Israel has also been a consistent opponent of the nuclear agreement. The deal ostensibly keeps Iran a year away from reaching the threshold for a nuclear weapon, although officials in Jerusalem have expressed concern this so-called breakout period would be far shorter.
The senator on Monday highlighted the fact that most Israelis are opposed to the agreement – opposition that has remained constant despite the changing in government in Jerusalem.
“The Israeli people seem to be united around the idea that the world should be wary of Iran,” the senator said.
Prime Minister Yair Lapid has dispatched senior defense officials to Washington in recent days to press the issue, among them Defense Minister Benny Gantz, national security adviser Eyal Hulata, and Mossad chief David Barnea. The latter set off for the U.S. capital on Monday.

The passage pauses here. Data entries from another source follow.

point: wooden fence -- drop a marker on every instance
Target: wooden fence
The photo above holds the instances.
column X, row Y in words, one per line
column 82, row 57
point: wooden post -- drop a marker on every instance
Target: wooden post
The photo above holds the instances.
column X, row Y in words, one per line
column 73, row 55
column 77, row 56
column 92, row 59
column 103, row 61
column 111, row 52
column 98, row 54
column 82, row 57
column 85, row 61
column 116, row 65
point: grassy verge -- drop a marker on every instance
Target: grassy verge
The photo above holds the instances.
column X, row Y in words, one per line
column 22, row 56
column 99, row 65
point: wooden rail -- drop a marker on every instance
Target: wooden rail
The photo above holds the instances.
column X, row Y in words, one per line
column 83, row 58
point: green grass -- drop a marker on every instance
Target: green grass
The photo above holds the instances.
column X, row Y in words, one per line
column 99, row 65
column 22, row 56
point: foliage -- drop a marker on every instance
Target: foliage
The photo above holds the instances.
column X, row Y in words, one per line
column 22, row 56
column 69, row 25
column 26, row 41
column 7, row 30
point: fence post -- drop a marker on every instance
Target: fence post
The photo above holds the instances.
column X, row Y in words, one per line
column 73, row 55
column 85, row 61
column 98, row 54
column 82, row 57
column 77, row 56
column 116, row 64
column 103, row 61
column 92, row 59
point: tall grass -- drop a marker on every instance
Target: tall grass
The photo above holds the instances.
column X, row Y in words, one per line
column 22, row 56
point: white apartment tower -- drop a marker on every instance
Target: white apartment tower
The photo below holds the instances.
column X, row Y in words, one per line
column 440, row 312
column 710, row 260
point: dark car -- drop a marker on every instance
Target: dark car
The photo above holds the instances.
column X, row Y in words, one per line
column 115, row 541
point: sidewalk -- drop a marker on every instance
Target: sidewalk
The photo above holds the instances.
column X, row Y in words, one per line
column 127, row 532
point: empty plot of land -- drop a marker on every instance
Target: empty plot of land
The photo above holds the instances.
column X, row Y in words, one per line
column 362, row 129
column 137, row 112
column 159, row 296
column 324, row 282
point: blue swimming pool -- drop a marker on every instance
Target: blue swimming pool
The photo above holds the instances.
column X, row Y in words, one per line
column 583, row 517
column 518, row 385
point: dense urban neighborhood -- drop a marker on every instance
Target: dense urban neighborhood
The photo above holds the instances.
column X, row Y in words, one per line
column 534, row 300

Sen. Graham was joined at the press conference by Sen. Bob Menendez (D-NJ) – another long-standing critic of the nuclear deal – and fellow Republicans Sen. Marsha Blackburn of Tennessee, Rep. Ronny Jackson of Texas, and Sen. Cindy Hyde-Smith of Mississippi.
The veteran lawmaker said that he and Menendez had formulated their own plan to curb Iranian atomic ambitions, which would allow Iran to have nuclear power but would insist that all uranium enrichment take place outside of the region.
The senator began the press conference with a firm statement that the United States and Israel will be allies regardless of which political party holds the reins of power in the respective countries.
Israel will hold parliamentary elections in November, while Americans will vote for members of the Houses of Representatives and the Senate, potentially giving control of both to the Republican Party.
“The purpose of the trip, from my point of view, was to stress continuity” of ties between the two nations, Graham told reporters at a press conference brought to an end by the lawmakers’ departure for a meeting with Prime Minister Yair Lapid.
Highlighting that both Israel and the U.S. hold decisive elections in November, the senator said that the Israeli government, regardless of who leads it, could be confident in U.S. support.
“There’s a lot of division at home and there’s a lot of contention here in Israel,” the senator said, “but the point of this trip is to collect information about the Iran program [and] to reassure the Israeli government – left, right, middle – that the U.S.-Israel relationship is foundational to both countries; that no matter what happens, in November in America … the assistance that Israel enjoys from the American government will continue.”